In the vision of the Gospel, repentance and humility are more important and higher than all of the other virtues, continuing until the end of our life. Today’s kondakion sums up the Church’s prayer for all of us: “Let us shun the boastful words of the Pharisee and learn from the Publican humility with sighing; let us cry out to our Savior: ‘Have mercy on us, You who alone are merciful!’”
We Enter the Triodion
Today is the first Sunday in the Triodion, the ten weeks leading up to Pascha. The term also refers to the book which contains the hymns, readings and prayers proper to this season. Triodion literally means “three odes” and refers to the canons at daily Orthros which contain three rather than the usual nine odes. The Triodion as we have it today was organized by Studite monks in ninth-century Constantinople.
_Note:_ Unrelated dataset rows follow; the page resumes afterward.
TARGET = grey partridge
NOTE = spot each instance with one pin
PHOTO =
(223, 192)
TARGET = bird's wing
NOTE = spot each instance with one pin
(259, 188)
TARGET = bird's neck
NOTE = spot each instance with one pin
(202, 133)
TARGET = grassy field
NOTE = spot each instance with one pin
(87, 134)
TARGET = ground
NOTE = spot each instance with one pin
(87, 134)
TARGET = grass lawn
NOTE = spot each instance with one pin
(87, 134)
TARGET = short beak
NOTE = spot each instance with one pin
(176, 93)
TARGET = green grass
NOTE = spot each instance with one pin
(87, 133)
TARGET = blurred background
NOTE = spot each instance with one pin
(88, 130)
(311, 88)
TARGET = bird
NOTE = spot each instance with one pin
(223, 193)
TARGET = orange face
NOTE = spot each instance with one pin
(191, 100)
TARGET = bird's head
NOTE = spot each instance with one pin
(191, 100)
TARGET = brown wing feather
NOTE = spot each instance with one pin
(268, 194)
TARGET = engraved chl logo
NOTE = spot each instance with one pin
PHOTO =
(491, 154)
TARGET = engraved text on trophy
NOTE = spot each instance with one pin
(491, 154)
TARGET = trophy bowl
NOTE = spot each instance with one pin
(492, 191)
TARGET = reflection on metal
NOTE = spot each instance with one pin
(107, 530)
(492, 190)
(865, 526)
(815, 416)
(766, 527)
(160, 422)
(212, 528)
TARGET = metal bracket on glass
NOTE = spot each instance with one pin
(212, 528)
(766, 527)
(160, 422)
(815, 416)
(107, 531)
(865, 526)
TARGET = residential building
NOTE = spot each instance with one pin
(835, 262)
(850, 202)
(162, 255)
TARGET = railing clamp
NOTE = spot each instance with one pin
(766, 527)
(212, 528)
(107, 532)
They drew chiefly on texts from the Patriarchate of Jerusalem by a number of outstanding hymnographers, including Andrew of Crete, Cosmas of Maiuma and John of Damascus – some twenty composers in all.
In general the prayers and services of the Triodion may be considered a great catechesis for the faithful, setting forth the entire scope of divine revelation through the reading of several books from the Old Testament and allusions to many others in the Great Canon and other hymns as well as patristic homilies and chants based on still other sacred texts. This catechesis is not about imparting information but about motivating us to embrace the great task of the season: repentance and the renewal of our life in Christ.